Have we softened God’s word on the subject of homosexuality?
Paul told the church in Rome that there would be consequences for those who engaged in that behavior. He said, “For this reason God gave them up to dishonorable passions. For their women exchanged natural relations for those that are contrary to nature; and the men likewise gave up natural relations with women and were consumed with passion for one another, men committing shameless acts with men and receiving in themselves the due penalty for their error” (Romans 1:26–27).
Many have tried to edit Paul’s statement or rewrite it to bring it into agreement with current, more tolerant thinking. There isn’t any way to edit Paul’s words to make those sexual sins acceptable today.
At what point did God give us permission to tolerate what he has said is dishonorable, unnatural, and shameless? Are we helping a person if we offer tolerance for sin instead of offering the truth about that sin?
Paul taught we must speak “the truth in love” (Ephesians 4:15), but he also taught we must speak the truth.
Does our word salad sweeten God’s word but make it less beneficial?
As I have said before, one of my “life verses” is from the book of Hosea. God told the prophet, “My people are destroyed for lack of knowledge; because you have rejected knowledge, I reject you from being a priest to me. And since you have forgotten the law of your God, I also will forget your children” (Hosea 4:6).
Is our good desire to protect people’s feelings hindering God’s desire for them to know the truth?
Current statistics would seem to say that tolerating sins is not helping people to understand that God has said there are consequences to those sins.
Are people’s lives, and eternal lives, being destroyed because they lack knowledge of God and his word? Is a lack of truth destroying our children’s and grandchildren’s generations?
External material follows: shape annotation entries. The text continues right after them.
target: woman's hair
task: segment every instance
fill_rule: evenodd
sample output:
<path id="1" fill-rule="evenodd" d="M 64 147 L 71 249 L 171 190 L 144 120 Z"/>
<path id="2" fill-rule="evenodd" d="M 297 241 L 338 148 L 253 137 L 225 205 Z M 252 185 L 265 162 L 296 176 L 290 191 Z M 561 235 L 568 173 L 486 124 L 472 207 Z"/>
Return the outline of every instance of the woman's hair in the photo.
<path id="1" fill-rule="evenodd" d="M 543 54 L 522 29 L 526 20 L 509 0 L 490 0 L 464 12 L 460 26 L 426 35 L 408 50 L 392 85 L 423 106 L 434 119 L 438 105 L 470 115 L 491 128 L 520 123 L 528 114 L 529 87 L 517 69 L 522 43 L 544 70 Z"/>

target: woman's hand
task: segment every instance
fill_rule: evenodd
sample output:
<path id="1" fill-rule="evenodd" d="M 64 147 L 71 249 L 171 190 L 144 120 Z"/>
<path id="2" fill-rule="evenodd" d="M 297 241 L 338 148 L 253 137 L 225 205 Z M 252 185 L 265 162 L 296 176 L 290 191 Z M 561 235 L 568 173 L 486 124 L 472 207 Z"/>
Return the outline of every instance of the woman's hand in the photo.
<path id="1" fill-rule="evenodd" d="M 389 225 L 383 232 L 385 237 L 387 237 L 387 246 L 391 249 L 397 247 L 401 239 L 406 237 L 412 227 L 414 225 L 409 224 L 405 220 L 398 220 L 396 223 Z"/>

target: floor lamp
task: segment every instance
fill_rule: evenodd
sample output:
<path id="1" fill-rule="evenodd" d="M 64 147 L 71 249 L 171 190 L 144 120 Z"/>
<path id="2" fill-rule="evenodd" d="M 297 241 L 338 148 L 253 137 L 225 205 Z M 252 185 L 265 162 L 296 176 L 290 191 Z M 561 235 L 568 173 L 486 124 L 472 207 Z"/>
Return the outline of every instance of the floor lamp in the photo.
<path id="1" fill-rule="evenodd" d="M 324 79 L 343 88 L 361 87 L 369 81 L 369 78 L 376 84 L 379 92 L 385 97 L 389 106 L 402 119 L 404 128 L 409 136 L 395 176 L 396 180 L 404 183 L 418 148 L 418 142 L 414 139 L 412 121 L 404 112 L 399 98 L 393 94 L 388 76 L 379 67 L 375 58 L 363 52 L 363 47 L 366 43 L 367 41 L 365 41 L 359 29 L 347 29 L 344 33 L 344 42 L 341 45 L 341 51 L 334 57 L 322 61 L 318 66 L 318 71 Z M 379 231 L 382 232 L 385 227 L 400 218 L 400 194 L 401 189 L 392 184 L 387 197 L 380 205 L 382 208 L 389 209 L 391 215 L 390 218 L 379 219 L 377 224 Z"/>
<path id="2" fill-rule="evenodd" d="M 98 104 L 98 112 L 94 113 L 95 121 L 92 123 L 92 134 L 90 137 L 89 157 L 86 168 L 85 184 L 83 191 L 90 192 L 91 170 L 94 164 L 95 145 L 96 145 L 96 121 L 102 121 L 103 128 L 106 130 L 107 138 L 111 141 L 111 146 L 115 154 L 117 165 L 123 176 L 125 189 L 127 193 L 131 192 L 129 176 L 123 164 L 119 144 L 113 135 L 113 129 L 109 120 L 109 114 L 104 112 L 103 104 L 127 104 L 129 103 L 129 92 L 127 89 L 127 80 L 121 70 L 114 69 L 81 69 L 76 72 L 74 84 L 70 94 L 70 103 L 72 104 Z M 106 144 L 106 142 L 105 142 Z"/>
I know I have softened God’s word at times to help it feel more appropriate or acceptable. I may even have helped others feel better about their sin as a result. I pray that God will forgive my offering of word salad when what they most needed was the truth of God’s word.
There is a new way to look at an ancient psalm. Those words say, “Set a guard, O Lᴏʀᴅ, over my mouth; keep watch over the door of my lips! (Psalm 141:3)”
As I read that psalm, I pictured the plexiglass guard that hangs over the salad bar at a steakhouse. My new version of that psalm became this: “Hang the guard, Lord, over all my ‘word salad’ and help me leave the jello-words unspoken. Instead, guide me back to the table to consume and share the meat from your word.”
The words of our lips ought to provide people the wisdom they need to walk in God’s truth.
Let no one suffer because they lack knowledge of who God is and what God most wants for their lives now and eternally.
They might want the salad bar, but we need to help them choose the steak instead.